Facing crises as opportunities for growth are the challenges of our era.
If we were to seek the meaning of the word “crisis” we would see something different from the negative concept it has assumed today. The word derives from the Greek “krisis“, which means choice, decision. In the past, it was used to refer to crucial moments in life. Over time, the meaning has expanded, encompassing decisive situations in various fields such as politics, economics, or society. Today, we view a crisis as something to be shunned, as negative, or linked to the fear of entering something new because it takes us out of our comfort zone. If we had the opportunity to see with different eyes, a crisis is nothing but an opportunity to bring forth hidden potentials, not just of an individual but of an entire society.
Why start with this premise to talk about the energy transition?
Because it’s important to observe that everything has been in front of us all along, but we didn’t have the eyes to see.
Let’s take a brief overview of energies
Humanity began using fossil fuels like coal, oil, and natural gas for industrial and energy purposes since the Industrial Revolution. The use of these materials extracted and transformed by humans happened relatively recently, only a few centuries ago. However, it grew rapidly, and one could even say “violently,” resulting in progressive global well-being, societal improvement, and individual lives’ enhancement.
Today, the focus is on environmental impact, climate, and achieving sustainability goals within a few decades. The entire model used until now is being revaluated, integrating alternative energies present since the creation of the world: solar, wind, hydropower, and geothermal energy. Thus, we can assert that since the initial phase of industrialization, humanity has played an important role in transforming and using fossil fuels. Today, that role could take on different and more significant meanings: becoming aware of energy systems and usage.
From the 1970s, with the beginning of oil crises, interest in renewable energy sources began, particularly solar and wind energy, which started to develop more systematically. Technologies and materials, such as those for solar panels, evolved, becoming more efficient, cost-effective, and versatile.
So, where is the real challenge today? It’s a mental one. Understanding that solar energy is an inexhaustible but intermittent source, for example, and that it can be utilized through planning.
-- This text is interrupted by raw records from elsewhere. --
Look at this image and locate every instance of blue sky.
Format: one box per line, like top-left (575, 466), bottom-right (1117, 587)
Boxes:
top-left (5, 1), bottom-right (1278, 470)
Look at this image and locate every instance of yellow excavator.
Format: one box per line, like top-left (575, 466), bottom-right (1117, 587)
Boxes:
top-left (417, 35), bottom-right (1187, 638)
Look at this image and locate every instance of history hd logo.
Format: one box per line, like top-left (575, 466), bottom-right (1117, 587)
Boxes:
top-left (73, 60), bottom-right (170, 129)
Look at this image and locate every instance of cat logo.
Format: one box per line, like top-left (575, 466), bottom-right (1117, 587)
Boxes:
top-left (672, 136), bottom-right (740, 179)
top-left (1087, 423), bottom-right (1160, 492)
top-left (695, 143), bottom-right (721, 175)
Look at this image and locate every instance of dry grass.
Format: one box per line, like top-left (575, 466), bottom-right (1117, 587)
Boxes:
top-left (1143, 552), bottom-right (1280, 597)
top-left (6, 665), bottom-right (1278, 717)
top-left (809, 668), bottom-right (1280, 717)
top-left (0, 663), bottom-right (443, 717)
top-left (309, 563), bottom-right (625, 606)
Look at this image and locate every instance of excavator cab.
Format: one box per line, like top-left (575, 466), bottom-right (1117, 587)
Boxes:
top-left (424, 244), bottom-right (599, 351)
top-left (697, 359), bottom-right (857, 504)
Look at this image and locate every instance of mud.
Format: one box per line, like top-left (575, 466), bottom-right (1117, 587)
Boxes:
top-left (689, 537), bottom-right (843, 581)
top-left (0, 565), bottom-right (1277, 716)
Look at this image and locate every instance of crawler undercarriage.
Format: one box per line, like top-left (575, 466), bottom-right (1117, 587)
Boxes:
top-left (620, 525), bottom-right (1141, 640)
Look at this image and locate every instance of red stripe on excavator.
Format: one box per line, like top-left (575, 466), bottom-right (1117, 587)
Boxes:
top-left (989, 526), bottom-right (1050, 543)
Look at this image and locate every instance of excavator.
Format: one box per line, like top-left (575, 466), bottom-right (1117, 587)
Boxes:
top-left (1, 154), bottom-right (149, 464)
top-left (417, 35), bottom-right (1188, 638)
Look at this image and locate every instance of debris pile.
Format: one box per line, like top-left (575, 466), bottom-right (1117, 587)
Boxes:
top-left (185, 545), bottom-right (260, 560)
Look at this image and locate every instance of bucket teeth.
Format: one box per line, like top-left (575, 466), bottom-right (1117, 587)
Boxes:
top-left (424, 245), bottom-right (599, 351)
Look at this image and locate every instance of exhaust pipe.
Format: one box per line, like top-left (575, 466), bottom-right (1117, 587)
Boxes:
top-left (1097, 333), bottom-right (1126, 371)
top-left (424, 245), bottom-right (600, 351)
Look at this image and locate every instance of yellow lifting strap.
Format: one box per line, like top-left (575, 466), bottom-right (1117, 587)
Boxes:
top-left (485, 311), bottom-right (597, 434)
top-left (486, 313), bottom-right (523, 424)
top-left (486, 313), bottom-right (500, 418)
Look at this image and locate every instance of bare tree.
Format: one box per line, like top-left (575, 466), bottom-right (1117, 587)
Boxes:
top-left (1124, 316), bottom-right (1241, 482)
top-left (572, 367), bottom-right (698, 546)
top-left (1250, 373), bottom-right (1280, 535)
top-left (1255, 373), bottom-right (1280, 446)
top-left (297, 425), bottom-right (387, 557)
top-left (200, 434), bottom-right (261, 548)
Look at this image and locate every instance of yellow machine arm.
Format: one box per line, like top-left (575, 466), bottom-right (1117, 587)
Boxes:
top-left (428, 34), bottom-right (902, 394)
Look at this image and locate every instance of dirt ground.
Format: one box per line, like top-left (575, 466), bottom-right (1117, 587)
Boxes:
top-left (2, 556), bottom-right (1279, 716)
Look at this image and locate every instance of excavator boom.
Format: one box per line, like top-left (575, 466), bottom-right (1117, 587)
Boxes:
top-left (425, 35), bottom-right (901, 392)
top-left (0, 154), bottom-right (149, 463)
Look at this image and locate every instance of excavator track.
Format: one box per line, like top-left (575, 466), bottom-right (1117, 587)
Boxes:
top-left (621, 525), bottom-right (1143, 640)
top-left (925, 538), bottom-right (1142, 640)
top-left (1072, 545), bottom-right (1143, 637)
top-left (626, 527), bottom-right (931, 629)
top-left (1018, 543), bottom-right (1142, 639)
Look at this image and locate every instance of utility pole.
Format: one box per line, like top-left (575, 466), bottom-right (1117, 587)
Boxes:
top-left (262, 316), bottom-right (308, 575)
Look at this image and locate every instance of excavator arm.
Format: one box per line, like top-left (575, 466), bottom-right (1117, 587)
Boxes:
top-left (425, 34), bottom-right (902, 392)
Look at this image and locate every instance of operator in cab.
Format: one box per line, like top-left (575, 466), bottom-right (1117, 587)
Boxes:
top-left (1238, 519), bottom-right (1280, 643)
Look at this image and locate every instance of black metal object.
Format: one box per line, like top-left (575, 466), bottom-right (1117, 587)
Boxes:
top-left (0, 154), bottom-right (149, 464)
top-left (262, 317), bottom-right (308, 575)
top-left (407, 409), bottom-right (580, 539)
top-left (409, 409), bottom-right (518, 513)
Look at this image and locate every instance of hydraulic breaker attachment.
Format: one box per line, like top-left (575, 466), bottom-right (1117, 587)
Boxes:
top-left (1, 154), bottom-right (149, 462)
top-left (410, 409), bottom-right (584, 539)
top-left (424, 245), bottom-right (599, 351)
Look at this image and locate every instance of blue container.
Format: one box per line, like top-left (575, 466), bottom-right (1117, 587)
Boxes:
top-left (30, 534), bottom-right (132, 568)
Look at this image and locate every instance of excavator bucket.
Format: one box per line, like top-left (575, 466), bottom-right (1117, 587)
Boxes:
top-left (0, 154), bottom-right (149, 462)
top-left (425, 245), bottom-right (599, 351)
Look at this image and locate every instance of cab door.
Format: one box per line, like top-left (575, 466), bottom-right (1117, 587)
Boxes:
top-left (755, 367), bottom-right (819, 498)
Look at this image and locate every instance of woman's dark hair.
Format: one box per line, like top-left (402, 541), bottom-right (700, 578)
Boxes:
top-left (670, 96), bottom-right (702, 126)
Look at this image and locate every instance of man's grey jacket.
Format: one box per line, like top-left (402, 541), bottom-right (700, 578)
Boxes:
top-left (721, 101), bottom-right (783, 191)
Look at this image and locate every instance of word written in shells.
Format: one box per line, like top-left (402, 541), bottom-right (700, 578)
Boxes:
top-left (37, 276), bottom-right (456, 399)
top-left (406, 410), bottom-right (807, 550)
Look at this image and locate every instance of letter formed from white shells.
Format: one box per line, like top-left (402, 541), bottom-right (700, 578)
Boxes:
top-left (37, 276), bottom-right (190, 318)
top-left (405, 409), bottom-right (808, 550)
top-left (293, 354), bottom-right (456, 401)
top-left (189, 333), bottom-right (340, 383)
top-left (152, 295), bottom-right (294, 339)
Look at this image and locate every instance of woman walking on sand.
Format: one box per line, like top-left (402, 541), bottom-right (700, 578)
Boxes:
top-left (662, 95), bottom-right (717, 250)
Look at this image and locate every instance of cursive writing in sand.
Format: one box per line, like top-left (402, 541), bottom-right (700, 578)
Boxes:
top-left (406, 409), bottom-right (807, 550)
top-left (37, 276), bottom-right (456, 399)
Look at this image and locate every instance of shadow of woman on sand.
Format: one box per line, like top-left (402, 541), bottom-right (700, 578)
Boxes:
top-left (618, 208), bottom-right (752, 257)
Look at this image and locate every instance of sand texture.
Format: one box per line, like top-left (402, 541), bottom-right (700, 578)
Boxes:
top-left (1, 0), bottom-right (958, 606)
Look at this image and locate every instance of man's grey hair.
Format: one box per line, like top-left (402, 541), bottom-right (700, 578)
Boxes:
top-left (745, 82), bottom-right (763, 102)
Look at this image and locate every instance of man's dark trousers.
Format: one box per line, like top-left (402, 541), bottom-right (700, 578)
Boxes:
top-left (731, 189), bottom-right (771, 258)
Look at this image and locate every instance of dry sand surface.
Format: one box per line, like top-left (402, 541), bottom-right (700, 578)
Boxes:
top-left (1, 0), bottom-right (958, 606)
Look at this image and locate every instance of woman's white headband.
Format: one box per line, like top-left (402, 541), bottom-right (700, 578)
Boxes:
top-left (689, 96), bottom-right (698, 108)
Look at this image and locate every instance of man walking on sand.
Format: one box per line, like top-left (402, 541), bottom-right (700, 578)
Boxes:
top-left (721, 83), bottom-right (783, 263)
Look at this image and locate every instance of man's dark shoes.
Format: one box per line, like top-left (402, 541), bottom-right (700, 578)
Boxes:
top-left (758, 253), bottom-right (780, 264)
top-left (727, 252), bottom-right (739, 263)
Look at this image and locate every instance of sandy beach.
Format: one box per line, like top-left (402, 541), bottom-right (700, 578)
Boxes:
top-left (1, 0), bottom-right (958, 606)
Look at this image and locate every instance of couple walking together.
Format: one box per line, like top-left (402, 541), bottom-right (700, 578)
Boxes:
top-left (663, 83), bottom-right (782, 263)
Moreover, realizing that it’s no longer the time to think only of oneself but to act collectively, can lead to far-reaching benefits. This is the true revolution, the new paradigm for understanding and acting within the ecosystem.
Creating energy communities
Within an energy community, the individual fulfils a dual, if not triple, role. They are both a consumer and a producer of the energy generated a “prosumer.” With their own energy production system, they consume part of it for personal needs and feed the rest into the grid, exchanging it with others or storing it for later use. Energy communities involve multiple actors—individual citizens, industries, businesses, and local authorities—all working toward a common goal: producing, exchanging, and consuming energy from renewable sources. This forms the basis of this concept.
Energy communities offer multiple benefits. Economically, they create energy for redistribution, allowing producers to lower costs and consumption. But this is just one aspect. There’s also a social and educational factor. By fostering cooperation among people and entities, virtuous behaviour and environmental respect are promoted. With this system, rather than attributing mismanagement to external factors, significant cultural and economic shifts occur, transforming the economy into a collaborative and participatory one.
Technologies for energy communities
As mentioned earlier, planning underpins this model, utilizing digital technologies coupled with Big Data knowledge. Real-time data from various sources, collected through sensors installed on the network and energy production systems, are processed. This data can relate to energy production, consumption, loads, and environmental conditions. Smart control systems use advanced algorithms to ensure network stability. Once all this information is gathered, appropriate actions are taken to ensure proper functioning.
A practical case in an “extreme” environment
i-EM recently worked on a project in India, predicting energy needs in a rural, complex environment off the main power grids. In such areas, establishing or even planning an energy infrastructure could be costly. Therefore, a micro-grid was created, harnessing solar, hydropower, and wind energy. To support remote monitoring and forecasting for this small energy community, i-EM provided x-EM with a simulation system. It considered available sources, simulated various local network scenarios, predicted trends, and analysed generation and consumption using satellite technology and data analysis. The system, with an intuitive interface, aids decision-making and anticipates the energy community’s needs.
In numerical terms, satellite assets can lead to significant cost savings in investment and management, ranging from 10% to 40% compared to conventional micro-grid projects. Digitalization also reduces micro-grid costs by 10-15%, improving energy efficiency and cutting maintenance expenses. With a robust fault monitoring and reporting system, energy losses are reduced by 5% to 40%, increasing efficiency by up to 20%.
Considering this work was carried out in a challenging context, with more uncertainties than other regions, the establishment of integrated, digital energy communities isn’t just an unrealizable dream, but tangible reality, even now. What energy communities demand is a change in consumption behaviour. This is why the real challenge lies in the mental realm of awareness and education. However, remember, an energy community isn’t just an exchange of renewable sources; it’s the collective energy of people united in pursuit of a common goal.